Party announces five demands of the government
In its press conference, the Congress laid out a five-point charter of demands. First, it insisted Modi visit the state before the next parliamentary session – the winter session will begin on November 25 – meet relief camp residents and consult local leaders.
Second, the Congress demanded that Modi engage with delegates from all parties, including the BJP and the Congress, as the homes of legislators from both parties were being targeted in the state.
Third, it demanded that a new governor be appointed specifically for the state. Former governor Anusuiya Uikey left office in July and Assam governor Laksman Acharya currently bears additional charge as governor of Manipur.
Fourth, the party called for accountability from Shah, questioning the alleged “jugalbandi” between him and Manipur chief minister N. Biren Singh. It also alleged favouritism on Shah and Singh’s part as well as a failure to prosecute drug-related cases.
Its fifth demand was immediate action on the Supreme Court’s concerns relating to the state. The party cited an observation by the apex court last year that the constitutional machinery in the state had collapsed.
‘Prime minister has done nothing but protect Biren Singh’
Chodankar, the Congress in-charge for Manipur, accused the BJP of prioritising the chief minister’s political survival over the state’s welfare.
“For the past 18 months, the prime minister has done nothing but protect the chief minister of Manipur,” Chodankar said.
The Congress said it was committed to restoring peace in Manipur. “We tried every possible way to bring stability, but this government has failed. The prime minister must respond immediately,” Chodankar added.
At least twenty people have been killed in a spike in the violence in Manipur just this month, as per some estimates.
Shah last year promised compensation to the kin of those who lost their lives to the violence. The Union home ministry has not disbursed enough money that would cover all 226 people officially estimated to have lost their lives.

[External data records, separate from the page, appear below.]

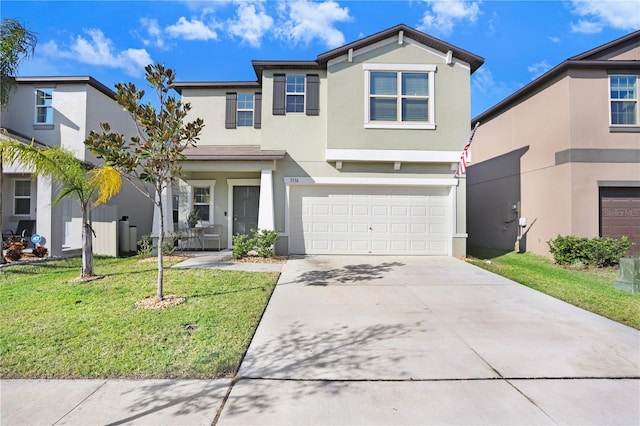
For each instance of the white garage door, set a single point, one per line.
(369, 220)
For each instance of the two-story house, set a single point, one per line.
(61, 111)
(354, 152)
(561, 155)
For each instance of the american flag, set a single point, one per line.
(462, 167)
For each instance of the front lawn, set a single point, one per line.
(53, 326)
(590, 289)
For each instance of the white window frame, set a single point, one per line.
(48, 108)
(239, 109)
(23, 197)
(428, 69)
(636, 100)
(287, 93)
(209, 184)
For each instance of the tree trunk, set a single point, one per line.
(87, 243)
(2, 259)
(159, 294)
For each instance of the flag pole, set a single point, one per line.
(462, 166)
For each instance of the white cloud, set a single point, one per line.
(99, 50)
(620, 14)
(191, 30)
(539, 68)
(305, 21)
(154, 31)
(251, 23)
(441, 16)
(586, 27)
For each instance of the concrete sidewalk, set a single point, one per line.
(382, 340)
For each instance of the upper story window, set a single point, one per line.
(22, 198)
(399, 96)
(295, 93)
(44, 106)
(245, 109)
(623, 96)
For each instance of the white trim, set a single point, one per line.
(429, 69)
(400, 67)
(230, 184)
(408, 156)
(203, 183)
(370, 181)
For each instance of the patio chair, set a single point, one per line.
(212, 233)
(25, 230)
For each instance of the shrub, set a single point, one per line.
(145, 246)
(599, 252)
(40, 251)
(242, 244)
(264, 241)
(14, 250)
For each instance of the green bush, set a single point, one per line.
(264, 241)
(599, 252)
(242, 244)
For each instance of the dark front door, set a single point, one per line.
(245, 209)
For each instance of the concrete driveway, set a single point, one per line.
(429, 340)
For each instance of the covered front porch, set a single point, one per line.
(227, 187)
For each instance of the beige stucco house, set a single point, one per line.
(353, 152)
(561, 154)
(61, 111)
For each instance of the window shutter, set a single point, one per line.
(257, 111)
(313, 94)
(230, 111)
(279, 91)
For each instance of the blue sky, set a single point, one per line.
(112, 41)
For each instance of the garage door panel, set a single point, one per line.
(362, 220)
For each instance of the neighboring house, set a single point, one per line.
(61, 111)
(562, 152)
(351, 153)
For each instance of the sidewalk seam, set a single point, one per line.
(80, 403)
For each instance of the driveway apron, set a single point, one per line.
(429, 340)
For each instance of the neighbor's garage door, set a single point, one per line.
(369, 220)
(620, 213)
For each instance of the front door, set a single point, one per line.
(245, 209)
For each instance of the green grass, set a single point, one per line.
(52, 326)
(590, 289)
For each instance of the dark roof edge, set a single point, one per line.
(615, 44)
(546, 78)
(473, 60)
(69, 80)
(216, 85)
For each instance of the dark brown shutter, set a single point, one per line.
(230, 111)
(279, 92)
(257, 111)
(313, 94)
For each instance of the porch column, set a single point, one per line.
(168, 215)
(49, 223)
(265, 208)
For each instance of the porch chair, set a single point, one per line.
(25, 230)
(212, 233)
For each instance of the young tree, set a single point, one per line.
(151, 159)
(90, 185)
(17, 44)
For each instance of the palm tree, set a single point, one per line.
(90, 185)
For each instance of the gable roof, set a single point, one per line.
(591, 59)
(322, 59)
(474, 61)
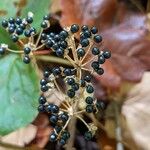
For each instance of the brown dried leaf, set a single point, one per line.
(137, 113)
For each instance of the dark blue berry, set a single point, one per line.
(47, 17)
(11, 20)
(64, 117)
(19, 31)
(26, 59)
(89, 89)
(81, 52)
(95, 65)
(88, 135)
(14, 38)
(70, 81)
(56, 71)
(63, 44)
(87, 34)
(55, 109)
(95, 51)
(44, 24)
(41, 108)
(29, 20)
(84, 42)
(42, 100)
(49, 43)
(97, 38)
(63, 34)
(82, 83)
(46, 73)
(62, 142)
(53, 137)
(2, 51)
(100, 105)
(43, 82)
(89, 100)
(5, 23)
(59, 52)
(89, 108)
(84, 28)
(74, 28)
(75, 86)
(99, 71)
(94, 30)
(53, 118)
(27, 50)
(11, 29)
(101, 59)
(107, 54)
(71, 93)
(27, 33)
(88, 78)
(44, 88)
(18, 21)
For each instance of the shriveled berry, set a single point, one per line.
(95, 51)
(74, 28)
(89, 89)
(94, 30)
(97, 38)
(107, 54)
(26, 59)
(71, 93)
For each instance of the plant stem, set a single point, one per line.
(54, 60)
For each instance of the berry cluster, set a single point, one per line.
(77, 98)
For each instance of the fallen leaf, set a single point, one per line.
(137, 113)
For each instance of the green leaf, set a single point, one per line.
(39, 8)
(18, 93)
(5, 38)
(8, 8)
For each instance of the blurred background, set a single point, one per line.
(125, 85)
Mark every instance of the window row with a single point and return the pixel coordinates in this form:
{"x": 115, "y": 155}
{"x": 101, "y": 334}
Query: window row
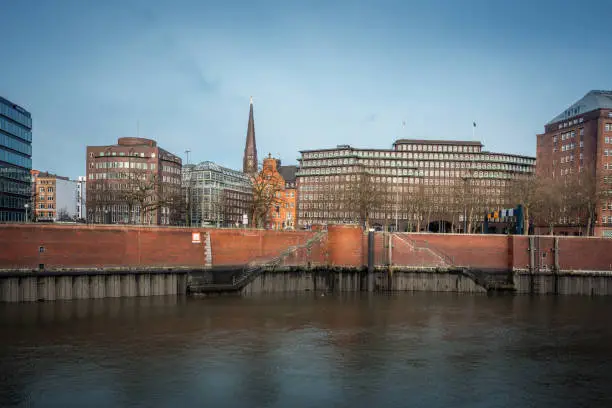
{"x": 18, "y": 145}
{"x": 418, "y": 156}
{"x": 123, "y": 165}
{"x": 14, "y": 114}
{"x": 13, "y": 187}
{"x": 12, "y": 216}
{"x": 110, "y": 153}
{"x": 16, "y": 159}
{"x": 8, "y": 201}
{"x": 570, "y": 123}
{"x": 16, "y": 130}
{"x": 438, "y": 148}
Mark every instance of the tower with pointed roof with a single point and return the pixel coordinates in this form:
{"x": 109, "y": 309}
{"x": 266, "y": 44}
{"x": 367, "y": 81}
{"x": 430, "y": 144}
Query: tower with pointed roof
{"x": 249, "y": 161}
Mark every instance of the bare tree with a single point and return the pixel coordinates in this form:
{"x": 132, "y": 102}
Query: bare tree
{"x": 584, "y": 193}
{"x": 524, "y": 191}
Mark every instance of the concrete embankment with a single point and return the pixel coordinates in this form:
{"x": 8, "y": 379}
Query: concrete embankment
{"x": 430, "y": 280}
{"x": 32, "y": 286}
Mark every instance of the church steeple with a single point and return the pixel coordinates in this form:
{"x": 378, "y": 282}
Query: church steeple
{"x": 249, "y": 162}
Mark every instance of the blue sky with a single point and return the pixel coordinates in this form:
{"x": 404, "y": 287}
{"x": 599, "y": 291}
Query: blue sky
{"x": 321, "y": 73}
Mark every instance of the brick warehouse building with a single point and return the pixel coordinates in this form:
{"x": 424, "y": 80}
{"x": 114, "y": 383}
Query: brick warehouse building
{"x": 417, "y": 185}
{"x": 577, "y": 141}
{"x": 133, "y": 182}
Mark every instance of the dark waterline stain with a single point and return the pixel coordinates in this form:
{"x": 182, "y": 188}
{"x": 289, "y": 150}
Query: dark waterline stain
{"x": 421, "y": 349}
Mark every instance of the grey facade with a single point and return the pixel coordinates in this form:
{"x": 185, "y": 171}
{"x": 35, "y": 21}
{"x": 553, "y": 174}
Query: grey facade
{"x": 435, "y": 169}
{"x": 216, "y": 195}
{"x": 15, "y": 161}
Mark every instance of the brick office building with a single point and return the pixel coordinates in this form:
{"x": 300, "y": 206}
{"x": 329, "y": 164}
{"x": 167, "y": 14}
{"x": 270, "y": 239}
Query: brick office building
{"x": 133, "y": 182}
{"x": 579, "y": 140}
{"x": 417, "y": 185}
{"x": 281, "y": 214}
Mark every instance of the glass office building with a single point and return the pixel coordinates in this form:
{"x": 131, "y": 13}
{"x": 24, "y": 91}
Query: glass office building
{"x": 15, "y": 161}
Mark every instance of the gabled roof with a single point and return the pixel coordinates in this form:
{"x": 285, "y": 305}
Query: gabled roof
{"x": 288, "y": 173}
{"x": 593, "y": 100}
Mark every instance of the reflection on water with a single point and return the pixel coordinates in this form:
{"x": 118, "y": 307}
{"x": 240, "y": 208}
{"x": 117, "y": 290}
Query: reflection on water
{"x": 424, "y": 349}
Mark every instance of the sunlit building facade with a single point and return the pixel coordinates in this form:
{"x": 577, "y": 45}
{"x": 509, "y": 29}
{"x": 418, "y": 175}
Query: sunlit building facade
{"x": 424, "y": 182}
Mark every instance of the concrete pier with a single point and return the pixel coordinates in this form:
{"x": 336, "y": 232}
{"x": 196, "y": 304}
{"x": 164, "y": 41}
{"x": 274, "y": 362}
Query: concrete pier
{"x": 32, "y": 286}
{"x": 428, "y": 280}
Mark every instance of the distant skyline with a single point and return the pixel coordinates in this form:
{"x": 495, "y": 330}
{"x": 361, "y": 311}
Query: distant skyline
{"x": 320, "y": 73}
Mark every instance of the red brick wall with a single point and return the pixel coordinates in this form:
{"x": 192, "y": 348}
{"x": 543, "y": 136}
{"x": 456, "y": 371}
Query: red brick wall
{"x": 73, "y": 246}
{"x": 479, "y": 251}
{"x": 345, "y": 245}
{"x": 89, "y": 246}
{"x": 591, "y": 254}
{"x": 237, "y": 247}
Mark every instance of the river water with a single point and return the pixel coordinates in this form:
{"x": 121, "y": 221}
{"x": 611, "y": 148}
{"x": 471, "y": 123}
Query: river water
{"x": 417, "y": 350}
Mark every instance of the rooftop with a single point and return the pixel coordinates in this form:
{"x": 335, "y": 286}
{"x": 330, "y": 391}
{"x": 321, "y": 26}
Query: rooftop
{"x": 15, "y": 106}
{"x": 288, "y": 173}
{"x": 436, "y": 142}
{"x": 46, "y": 174}
{"x": 593, "y": 100}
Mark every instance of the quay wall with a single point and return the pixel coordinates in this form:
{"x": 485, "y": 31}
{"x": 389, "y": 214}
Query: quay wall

After tensions in the Imphal valley over the six people who went missing from Jiribam escalated into violence last week, the authorities imposed an indefinite curfew across multiple districts of the valley and curbed internet services in these districts as well as two Kuki-Zo-dominated hill districts to curb the unrest.
The ethnic violence in the state erupted in May last year, following which segregation between the Meiteis and Kuki-Zos reached near-complete levels. The two communities are physically separated by buffer zones patrolled by security forces.